Nel dar una forma, e prima ancora un’anima, a questa avventura associativa, il richiamo alla dimensione “popolare”, in un’epoca dove questo concetto è spesso abusato, si è posto spontaneamente.

Coltiviamo l’ambizione, seguendo il Magistero di Papa Francesco, di entrare “nello spirito, nel cuore, nel lavoro, nella storia e nel mito della tradizione” del popolo italiano e di tutto il popolo europeo in divenire nel processo di integrazione. In questo senso, “staremo in mezzo” alle tante comunità che costituiscono le nostre società europee, strutturandoci affinché “European Crossroads. Passione popolare” sia in grado di riconoscere, comunicare, progettare e agire in modo differenziato nei diversi contesti locali. È il tentativo di radicarci, praticando quella “prossimità” propria dell’essere e del sentirsi “popolo”, ovvero dell’avere coscienza di un cammino e di un destino comune. La sfida è, dunque, quella di connettere, gestendo e valorizzando le differenze e la complessità,  “territori”, “cittadini” e “buone pratiche”, nella convinzione che il futuro, nondimeno quello dell’Europa, non si prevede, si fa.

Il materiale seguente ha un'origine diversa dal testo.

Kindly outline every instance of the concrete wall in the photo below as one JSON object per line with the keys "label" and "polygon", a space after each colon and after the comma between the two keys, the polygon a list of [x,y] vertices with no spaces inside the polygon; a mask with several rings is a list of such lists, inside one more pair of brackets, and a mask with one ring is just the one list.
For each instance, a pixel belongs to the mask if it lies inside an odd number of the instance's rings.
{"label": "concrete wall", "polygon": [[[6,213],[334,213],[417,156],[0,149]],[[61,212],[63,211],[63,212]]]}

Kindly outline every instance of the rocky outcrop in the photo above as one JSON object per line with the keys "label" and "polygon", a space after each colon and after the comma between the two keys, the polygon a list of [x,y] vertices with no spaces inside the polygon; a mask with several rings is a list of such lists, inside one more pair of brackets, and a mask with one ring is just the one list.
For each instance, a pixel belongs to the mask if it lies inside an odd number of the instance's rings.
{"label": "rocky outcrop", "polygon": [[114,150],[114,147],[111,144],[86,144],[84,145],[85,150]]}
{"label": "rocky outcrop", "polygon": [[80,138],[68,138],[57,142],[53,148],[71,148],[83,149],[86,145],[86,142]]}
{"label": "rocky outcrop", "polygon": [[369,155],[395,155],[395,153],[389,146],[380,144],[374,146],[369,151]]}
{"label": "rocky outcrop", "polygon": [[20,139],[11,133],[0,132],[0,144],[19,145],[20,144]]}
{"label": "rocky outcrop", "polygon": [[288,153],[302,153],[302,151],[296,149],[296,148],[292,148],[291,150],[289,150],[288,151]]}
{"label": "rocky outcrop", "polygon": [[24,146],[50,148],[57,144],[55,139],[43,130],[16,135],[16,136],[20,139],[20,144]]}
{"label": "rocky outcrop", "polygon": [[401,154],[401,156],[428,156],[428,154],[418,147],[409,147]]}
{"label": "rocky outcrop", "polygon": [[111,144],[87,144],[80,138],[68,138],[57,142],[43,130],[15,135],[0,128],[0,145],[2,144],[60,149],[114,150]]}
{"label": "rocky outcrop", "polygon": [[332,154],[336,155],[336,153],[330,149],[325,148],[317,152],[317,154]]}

È nostra intenzione custodire e coltivare l’identità europea realizzando una “trasfusione della memoria”, prima di tutto della “capacità di integrare, della “capacità di dialogare” e della “capacità di generare” che l’Europa ha offerto, e può ancora offrire, al mondo.

Daremo spazio, nel far rete, a volti e storie di un popolo europeo che si sente davvero comunità creando “unità nella diversità”. “Continueremo a cercare per continuare a capire” le società europee, senza “addomesticarne” le frontiere”, dal momento che, nella dinamica tra “flussi” e luoghi”,  “cercare l’Europa è farla!”.